Der erwähnte Architekt und Städtebauhistoriker näherte sich in seiner Keynote anhand konkreter historischer Episoden des Städtebaus der Baukultur und exemplifizierte an unterschiedlichen Massstäben robuste städtebauliche Arbeiten der letzten 500 Jahre. Im darauffolgenden Themenblock (Baukultur und die Produktion der Stadt) referierten Marianne Burkhalter (Burkhalter-Sumi Architekten), Werner Binotto (ehem. Kantonsbaumeister St. Gallen), Marcel Smets (ehem. Baumeister von Flandern) und Katrin Gügler (Direktorin Amt für Städtebau Zürich) über ihre jeweilige Rolle als Gestaltungsbeiräte oder Verantwortliche für Städtebau und Raumplanung. Den Nachmittag läutete die – digital übertragene – Keynote von Grafton Architects ein, in der die beiden Architektinnen aus Dublin anhand einiger Projekte ihre Herangehensweise im Rahmen des Entwurfsprozesses in unterschiedlichen Kontexten vorstellten. Der zweite Themenblock (Baukultur und die Transformation der Stadt) versammelte die Beiträge von Susanne Eliasson (GRAU), Kees Christiaanse (KCAP), Salvador Rueda (IAAC Barcelona) sowie Paola Viganò (EPFL), die ihre praktische wie theoretische Auseinandersetzung mit Stadt in Bezug zu baukulturellem Handeln stellten.
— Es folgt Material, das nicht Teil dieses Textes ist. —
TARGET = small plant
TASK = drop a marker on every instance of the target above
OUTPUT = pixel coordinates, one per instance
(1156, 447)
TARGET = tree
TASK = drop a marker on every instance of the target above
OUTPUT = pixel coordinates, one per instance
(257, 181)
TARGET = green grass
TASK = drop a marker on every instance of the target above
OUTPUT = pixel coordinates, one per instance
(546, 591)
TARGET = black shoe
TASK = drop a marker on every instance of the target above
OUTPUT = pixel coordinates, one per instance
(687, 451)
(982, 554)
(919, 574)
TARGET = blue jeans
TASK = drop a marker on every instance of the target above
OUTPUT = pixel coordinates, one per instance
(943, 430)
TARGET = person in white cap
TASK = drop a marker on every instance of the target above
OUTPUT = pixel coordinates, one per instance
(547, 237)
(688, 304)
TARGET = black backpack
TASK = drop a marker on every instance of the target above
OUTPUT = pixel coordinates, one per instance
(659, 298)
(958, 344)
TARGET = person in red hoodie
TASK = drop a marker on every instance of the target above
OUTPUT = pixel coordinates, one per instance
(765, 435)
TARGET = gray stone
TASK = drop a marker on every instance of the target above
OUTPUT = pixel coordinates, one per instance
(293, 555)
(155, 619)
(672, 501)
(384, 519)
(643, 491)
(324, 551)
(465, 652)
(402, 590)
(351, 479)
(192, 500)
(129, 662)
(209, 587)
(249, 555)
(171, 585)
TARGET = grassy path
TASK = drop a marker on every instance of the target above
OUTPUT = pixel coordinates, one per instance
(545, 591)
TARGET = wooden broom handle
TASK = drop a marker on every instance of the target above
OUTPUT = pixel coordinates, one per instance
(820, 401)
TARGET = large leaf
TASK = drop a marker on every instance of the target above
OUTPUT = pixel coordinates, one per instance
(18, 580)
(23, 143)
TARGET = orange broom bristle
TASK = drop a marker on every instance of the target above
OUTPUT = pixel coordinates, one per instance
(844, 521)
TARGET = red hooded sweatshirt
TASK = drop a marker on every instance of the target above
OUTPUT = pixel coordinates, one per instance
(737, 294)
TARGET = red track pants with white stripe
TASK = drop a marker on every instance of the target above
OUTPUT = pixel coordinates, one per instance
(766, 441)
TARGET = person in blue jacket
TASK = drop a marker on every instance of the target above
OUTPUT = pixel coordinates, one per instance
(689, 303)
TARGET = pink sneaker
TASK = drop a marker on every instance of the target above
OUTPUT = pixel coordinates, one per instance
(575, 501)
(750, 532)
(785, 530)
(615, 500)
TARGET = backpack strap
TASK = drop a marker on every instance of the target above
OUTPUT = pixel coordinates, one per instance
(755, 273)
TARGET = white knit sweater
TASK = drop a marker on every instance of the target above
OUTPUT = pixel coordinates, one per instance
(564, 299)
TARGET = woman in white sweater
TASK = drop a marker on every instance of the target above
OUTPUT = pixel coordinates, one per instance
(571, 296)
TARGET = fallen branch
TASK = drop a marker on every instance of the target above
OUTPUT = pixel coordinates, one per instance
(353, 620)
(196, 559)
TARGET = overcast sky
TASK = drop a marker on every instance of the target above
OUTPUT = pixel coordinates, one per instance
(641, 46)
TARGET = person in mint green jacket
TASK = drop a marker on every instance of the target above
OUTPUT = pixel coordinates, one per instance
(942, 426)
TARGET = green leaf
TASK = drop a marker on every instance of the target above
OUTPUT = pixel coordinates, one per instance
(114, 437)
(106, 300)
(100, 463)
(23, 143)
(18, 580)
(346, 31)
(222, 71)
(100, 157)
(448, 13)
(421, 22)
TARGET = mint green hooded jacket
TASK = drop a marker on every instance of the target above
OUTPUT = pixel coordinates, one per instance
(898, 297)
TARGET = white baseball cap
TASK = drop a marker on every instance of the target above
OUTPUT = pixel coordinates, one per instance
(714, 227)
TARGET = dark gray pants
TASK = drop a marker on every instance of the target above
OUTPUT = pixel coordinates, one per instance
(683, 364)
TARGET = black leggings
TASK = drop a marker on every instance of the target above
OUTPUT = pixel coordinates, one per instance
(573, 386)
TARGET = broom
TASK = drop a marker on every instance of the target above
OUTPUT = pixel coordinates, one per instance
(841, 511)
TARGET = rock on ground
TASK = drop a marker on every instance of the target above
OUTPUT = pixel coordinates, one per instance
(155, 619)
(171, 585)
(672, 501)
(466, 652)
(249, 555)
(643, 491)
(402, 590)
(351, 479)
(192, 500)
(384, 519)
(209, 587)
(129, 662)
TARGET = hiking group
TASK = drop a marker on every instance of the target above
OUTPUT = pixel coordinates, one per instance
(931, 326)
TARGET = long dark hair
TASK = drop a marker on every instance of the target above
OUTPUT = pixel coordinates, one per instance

Die zahlreich besuchte Tagung gab trotz der unterschiedlichen Präsentationen einen Einblick in die Diskussionen über die Baukultur, blieb aber konkrete Antworten auf die Frage, was denn nun «Baukultur» sei, schuldig. Es mag zwar schwierig sein, eine scharf abgegrenzte Definition zu liefern, aber gerade dieser inflationär verwendete Begriff, der bereits in die Titelei einer Sektion des Bundesamtes für Kultur Einzug gehalten hat und in Zukunft Thema eines nationalen Forschungsprogramms sein soll, müsste des besseren Verständnisses wegen klarere Konturen aufweisen. Vielleicht wird man auf der nächsten Jahrestagung, die im November 2022 an der EPF in Lausanne stattfinden wird, diesem Ziel schon nähergekommen sein.

An der FHNW in Muttenz arbeitet derzeit ein vierköpfiges Forscher*innen-Team am vom Schweizerischen Nationalfonds finanzierten Projekt «Baukulturen der Schweiz, 1945-1975», in dem die Arbeiten von drei Planungsbüros (Suter + Suter, Giovanni Lombardi, AAA) aus den drei grossen Sprachregionen der Schweiz auf die historische baukulturelle Dimension hin befragt werden.